In the Pioneer Valley, where the regional transit authority is seeking fare hikes and service cuts, the ATU local has joined community and senior organizations to pack two meetings and win an accountability meeting with the authority’s chair.

All these labor-community coalitions are saying “fund it and fix it.” Don’t just save the service we have. Improve our transit system so that it works for the people who depend on it and wins over the people who could be choosing to leave their cars at home.

The coalitions also recognize that their immediate transit crises are symptoms of a broken statewide system, so the organizing and the solutions are on the state level. And they are demanding an equal role in the decision-making that shapes our transit systems.


Darlene Lombos is executive director of Community Labor United in Boston.

A version of this article appeared in Labor Notes #397, April 2012. Don't miss an issue, subscribe today.

Comments

The Wizard of Cause (not verified) | 04/12/12

I spent a considerable portion of last year with Occupy Boston, back when they held Dewey Square by South Station. Throughout the Occupy movement, be it in Boston, or NY, Philly, Chicago, Miami, etc...an interesting game was played between existing PACs, unions and other community and political groups and the various factions which comprise the Occupy OWS movement.

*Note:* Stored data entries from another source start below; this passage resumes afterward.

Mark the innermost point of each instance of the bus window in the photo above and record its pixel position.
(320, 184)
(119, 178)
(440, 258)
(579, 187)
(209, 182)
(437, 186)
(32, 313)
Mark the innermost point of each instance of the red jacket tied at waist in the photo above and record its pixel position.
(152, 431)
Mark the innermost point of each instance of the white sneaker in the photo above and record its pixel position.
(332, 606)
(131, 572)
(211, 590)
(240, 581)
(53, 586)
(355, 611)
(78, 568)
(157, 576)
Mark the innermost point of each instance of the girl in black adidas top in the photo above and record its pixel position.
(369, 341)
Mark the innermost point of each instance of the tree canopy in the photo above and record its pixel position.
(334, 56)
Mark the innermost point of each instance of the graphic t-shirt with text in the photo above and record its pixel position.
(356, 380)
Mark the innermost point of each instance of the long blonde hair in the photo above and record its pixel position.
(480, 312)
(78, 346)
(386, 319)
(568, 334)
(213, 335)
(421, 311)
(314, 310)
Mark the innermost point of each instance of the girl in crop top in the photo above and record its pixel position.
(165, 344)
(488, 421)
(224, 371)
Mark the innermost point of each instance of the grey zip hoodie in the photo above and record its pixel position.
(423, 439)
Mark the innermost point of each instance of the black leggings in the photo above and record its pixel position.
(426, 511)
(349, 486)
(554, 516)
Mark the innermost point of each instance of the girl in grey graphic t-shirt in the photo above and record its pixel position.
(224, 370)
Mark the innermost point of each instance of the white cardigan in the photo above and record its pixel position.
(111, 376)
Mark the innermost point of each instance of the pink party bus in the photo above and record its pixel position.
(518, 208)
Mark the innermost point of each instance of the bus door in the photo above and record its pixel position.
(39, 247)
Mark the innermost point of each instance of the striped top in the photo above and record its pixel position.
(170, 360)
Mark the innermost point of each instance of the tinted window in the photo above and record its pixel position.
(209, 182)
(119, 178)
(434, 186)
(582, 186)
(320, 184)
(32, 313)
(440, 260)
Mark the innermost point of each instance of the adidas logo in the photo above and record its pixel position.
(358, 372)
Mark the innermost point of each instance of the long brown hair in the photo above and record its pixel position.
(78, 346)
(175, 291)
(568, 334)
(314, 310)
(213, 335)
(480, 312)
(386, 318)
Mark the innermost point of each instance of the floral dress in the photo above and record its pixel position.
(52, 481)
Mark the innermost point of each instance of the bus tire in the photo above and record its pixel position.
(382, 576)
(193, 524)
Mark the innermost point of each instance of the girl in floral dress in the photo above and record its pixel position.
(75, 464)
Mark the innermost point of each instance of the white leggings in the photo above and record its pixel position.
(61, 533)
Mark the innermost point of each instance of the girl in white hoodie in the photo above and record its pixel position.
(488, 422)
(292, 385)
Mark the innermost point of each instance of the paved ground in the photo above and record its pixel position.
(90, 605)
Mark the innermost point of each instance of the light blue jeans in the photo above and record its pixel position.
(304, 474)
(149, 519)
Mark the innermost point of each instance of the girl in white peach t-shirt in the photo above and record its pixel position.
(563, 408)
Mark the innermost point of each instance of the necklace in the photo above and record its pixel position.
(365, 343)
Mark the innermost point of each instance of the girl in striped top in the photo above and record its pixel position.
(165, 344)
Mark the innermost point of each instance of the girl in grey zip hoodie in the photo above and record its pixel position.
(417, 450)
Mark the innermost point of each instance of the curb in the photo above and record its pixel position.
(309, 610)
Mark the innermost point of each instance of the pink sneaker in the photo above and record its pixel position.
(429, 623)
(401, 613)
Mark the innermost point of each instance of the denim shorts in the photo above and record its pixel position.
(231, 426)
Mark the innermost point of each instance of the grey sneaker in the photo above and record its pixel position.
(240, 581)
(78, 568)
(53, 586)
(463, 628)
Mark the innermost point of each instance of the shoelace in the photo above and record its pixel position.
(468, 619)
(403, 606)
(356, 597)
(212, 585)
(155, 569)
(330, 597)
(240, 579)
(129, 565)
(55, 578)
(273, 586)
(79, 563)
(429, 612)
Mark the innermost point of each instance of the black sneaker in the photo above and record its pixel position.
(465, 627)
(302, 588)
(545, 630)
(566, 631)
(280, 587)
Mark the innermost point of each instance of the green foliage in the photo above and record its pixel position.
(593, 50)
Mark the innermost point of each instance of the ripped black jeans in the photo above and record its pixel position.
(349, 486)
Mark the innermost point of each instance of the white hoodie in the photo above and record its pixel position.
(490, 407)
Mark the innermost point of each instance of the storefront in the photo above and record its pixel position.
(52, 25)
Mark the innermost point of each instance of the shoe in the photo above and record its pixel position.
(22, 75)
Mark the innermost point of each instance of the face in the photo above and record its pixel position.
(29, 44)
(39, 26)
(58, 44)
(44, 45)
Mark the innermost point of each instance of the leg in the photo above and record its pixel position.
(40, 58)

Partally attempts at cooption, partially legitimate efforts to build coalitions, various locals and various groups varied in their approaches. Through old SEIU and PAC contacts as well as activist friends throughout the country, I kept up on the ongoings throughout the camps and regions. In New York, real cooption was impossible as it stood proud as the beating heart of a growing, truly populist movement. In Philly and Chicago, relations were forged with paid internships being sold to resident Occupiers to serve as internal organizers for SEIU and material/financial support for the camps, so as to use their newly created blocs to aid in their Fight For a Fair Economy (FFFE) electoral campaign.

This did not always work out the way the union may have wanted, as much to SEIU chagrin, motions were passed in the Chicago GA for Occupy Chicago to march on and attempt an occupation of Mayor Rahm Emmanuel's office. With their (SEIU's) growing investment in the Obama campaign and the diversion of so much of their international organizing budget being dedicated to winning his reelection, its reasonable to assume a move against one of his closest allies wouldn't be something they'd be over the moon about. However in Boston, a curiousity...

Perhaps it was the nature of the camp or the relationship between the factions and activists there. Maybe it was the strength and pride taken in the General Assembly process, held in a city widely regarded as the birthplace of American democracy. Or perhaps it was just that Boston attitude wherein no one can TELL you what to do or SELL you on what to think, but whatever the cause, Occupy Boston and its growing affiliated network of SEIU and AFL locals, progressive issue PACs, social and community groups grew into something of a cohesive, unified movement, without further attempts at cooption or influence by any.

Actions taken under the banner of Occupy Boston were uniformly GA approved and ratified through genuine consensus. Recognizing that their autonomy was as precious as their solidarity, Occupy Boston remains not only a functioning and vital part of the greater movement, but a solid and equal partner to organized labor as a whole. And since the loss of Dewey Square, their devotion to this truly populist cause and the support they offer their allies, stands as a testiment to the true necessity for working people to have a voice in how their country and city operate.

Traxmor (not verified) | 04/07/12

Thank you for the update from MA where we can see another view of how the US is grossly under developed and lacking vision, mission and planning to not only avoid transit injustice at the local level but not even close to building a continental inter-modal solar transit system.